Deletion of 1 million records with BulkWrite (DeleteManyModel ) taking longer time

Hi Team,
I have collection of 5 million records and every time data refresh happens , i wanted to delete Approx. 1 Million records. I am using below java code but it taking 30 Sec to delete. that is to high for application response time. Please suggest me better approach to reduce query response time.

I have created compound index on fields which i am using in where clause.

Created compound index on these field : {“collection_id” : 1,“client_id” : 1,“version” : -1}

package com.sample.db.mongo;
import java.util.ArrayList;
import java.util.List;

import org.bson.Document;
import org.json.JSONObject;

import com.mongodb.MongoClient;
import com.mongodb.client.MongoDatabase;
import com.mongodb.client.model.BulkWriteOptions;
import com.mongodb.client.model.DeleteManyModel;
import com.mongodb.client.model.WriteModel;
public class InsertingDocumentBulk {
   public static void main( String args[] ) {
      //Creating a MongoDB client
      MongoClient mongo = new MongoClient( "localhost" , 27017 );
      MongoDatabase database = mongo.getDatabase("integ28");

    long start = System.currentTimeMillis();
        
	List<WriteModel<Document>> deleteManyModel = new ArrayList<>();
  	JSONObject dataVersion = new JSONObject().put("$lt", 23);
	JSONObject jsonQuery = new JSONObject();
	jsonQuery.put("collection_id", "123321");
	jsonQuery.put("version", dataVersion);
	jsonQuery.put("client_id", "8");
	
	BulkWriteOptions bulkWriteOptions = new BulkWriteOptions();
	bulkWriteOptions.ordered(false);
	bulkWriteOptions.bypassDocumentValidation(true);
	 
	deleteManyModel.add(new DeleteManyModel<Document>(Document.parse(jsonQuery.toString())));
	database.getCollection("BulkInsertTesting").bulkWrite(deleteManyModel,bulkWriteOptions); 
	   
    	System.out.println(System.currentTimeMillis() - start);  

    System.out.println("Document Deleted successfully");
   }
}

Performances are influenced by the characteristics of your configuration.

So those numbers might be totally appropriate depending of your setup.

What are the characteristics of the machines running mongod? RAM, disk, replica sets, …

Indexes are also an important factor. Deleting documents implies that ALL indexes are updated. If your index {“collection_id” : 1,“client_id” : 1,“version” : -1} exists only for the purpose of your delete then updating the sole purpose index might be the one causing the problem. So removing it might improve your performances.
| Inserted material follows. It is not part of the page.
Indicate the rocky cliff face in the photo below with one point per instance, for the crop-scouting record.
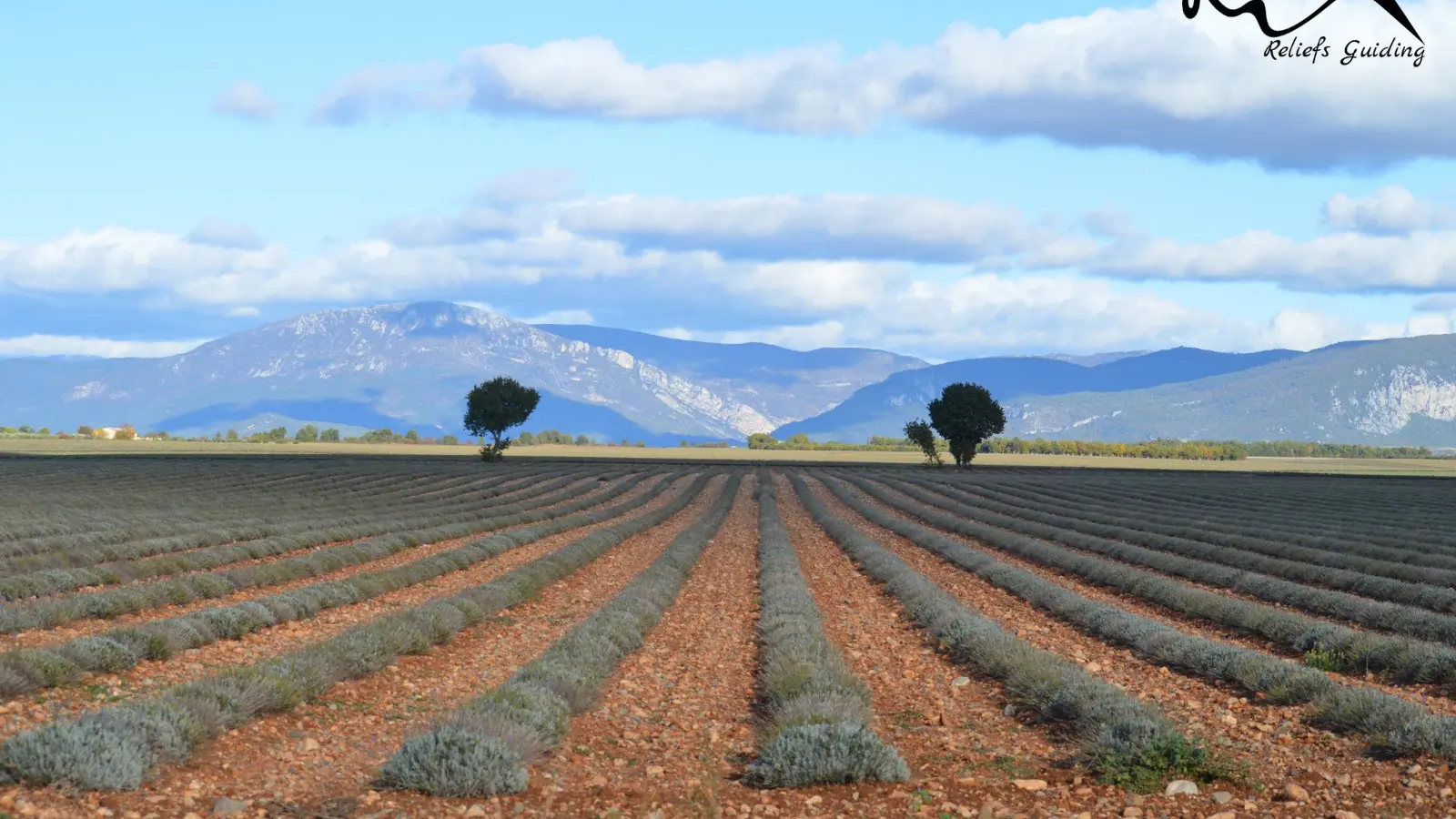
(1400, 395)
(408, 361)
(1392, 392)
If removing the index is slower or impossible then you might want to consider adding a field that marks if a document is to be deleted. When the user action causing the delete occurs, you simply mark the documents. This should be fast because no indexes are updated while the user is waiting for a response. You then write a small delete task that distribute over time the physical deletion.

Hi Steevej,
When you say,

When the user action causing the delete occurs, you simply mark the documents

Can you enlighten me more on how to implement this?
I’m currently doing bulk deletes of billion records in batches of 100k and my sharded cluster is overloaded with cache pressure. Almost everytime it’s at 5% dirty mark with 80% disk IO utilization. I’m using local SSD’s with provisioned IOPS. Trying to understand if the way you suggested somehow tackle the deletion overhead. Looking forward to hear

Share the code you use to do the following:

Why are you doing by batches? Why not in a single operation? How many documents still remain in the collections when all the batches are removed?

collection.updateMany( { query that specifies the documents to delete } ,
  { "$currentDate" : { "deleted" : { "$type" : "date" } } } )

This comes with the caveat that all your other normal queries must now specify

“deleted”:{“$exists”:false}"

This technique may help; no indexes are updated; or not as documents not in RAM must be read from disk and written back. It has to be tested with you use-cases. The advantage is that you can implement undo for your deletes.

The biggest question is what kind of use-case requires

How many time data refresh happens?

May be your model has to be revised rather than trying to fix this performance issue.

Performance issues are often cause by one of the following:

  1. insufficient hardware for the use-cases
  2. wrong model for the use-cases

Hopefully, it won’t take another 5 months before a followup.